Behind the Story

Behind the Story

My books were never part of some grand plan.
They weren’t written from the safe distance of hindsight, or with a tidy arc of healing already secured.
They were written in the mess; in the raw, unfiltered aftermath of loss, survival, and the search for truth.

Both carry the same heartbeat: they were written because silence is dangerous, and stories can save us.

The Year After Kahlia

When my daughter, Kahlia, died, everything shattered. She wasn’t just my child; she was my fiercest teacher, my wild-hearted friend, my companion in dark humour and deep feeling. Writing became the only way I could breathe.

I couldn’t find the book I needed when I was grieving; one that didn’t tiptoe around death and suicide, or tie grief up with platitudes and tell you to “move on.” So, I wrote it. For the mothers, the siblings, the friends, the ones navigating silence, shame, survival, and love.

“Love didn’t cancel out anger. Joy didn’t erase pain. They all lived in me at once.”

This memoir isn’t a manual for grief. It’s a reckoning. It’s a companion. It’s proof that grief is not a problem to fix; it’s a truth to carry.

Composed Through Chaos

I didn’t set out to write a novel. But some truths need a different kind of telling.

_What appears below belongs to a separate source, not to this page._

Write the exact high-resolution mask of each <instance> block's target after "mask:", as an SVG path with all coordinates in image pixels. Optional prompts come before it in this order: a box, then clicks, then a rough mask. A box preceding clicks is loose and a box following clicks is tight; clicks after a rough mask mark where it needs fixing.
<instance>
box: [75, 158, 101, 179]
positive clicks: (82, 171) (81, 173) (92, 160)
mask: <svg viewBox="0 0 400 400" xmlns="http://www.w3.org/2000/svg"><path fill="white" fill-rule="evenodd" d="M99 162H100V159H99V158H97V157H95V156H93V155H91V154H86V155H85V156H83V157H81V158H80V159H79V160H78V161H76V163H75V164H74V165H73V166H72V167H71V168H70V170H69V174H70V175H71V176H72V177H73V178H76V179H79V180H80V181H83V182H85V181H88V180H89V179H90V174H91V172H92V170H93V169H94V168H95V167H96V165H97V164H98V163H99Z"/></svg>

Composed Through Chaos is a fictional reimagining born from the same landscape — a house built on control, a girl learning that freedom has its own soundtrack. Kendel’s story isn’t mine, and it isn’t Kahlia’s, but it carries threads of the same questions: How do you survive what tries to silence you? How do you find your voice in the noise?

“He felt like a chord she didn’t know how to play; off-key and somehow perfect.”

It’s for every young person who’s ever felt unseen, unheard, or unworthy — and for the ones who love them.

Why I Write

I write because death needs to be spoken of. Because mental health deserves more than a hotline and a prayer.
Because grief, survival, and the messy middle between them deserve their place on the page.

If even one person feels less alone because of these stories, then it’s worth it.
If these books change the way we show up for each other, then they’re still changing the world — just like Kahlia always did.

Open notebook with handwritten notes and a pen on a wooden desk, surrounded by stacked books, a potted plant, and a mug.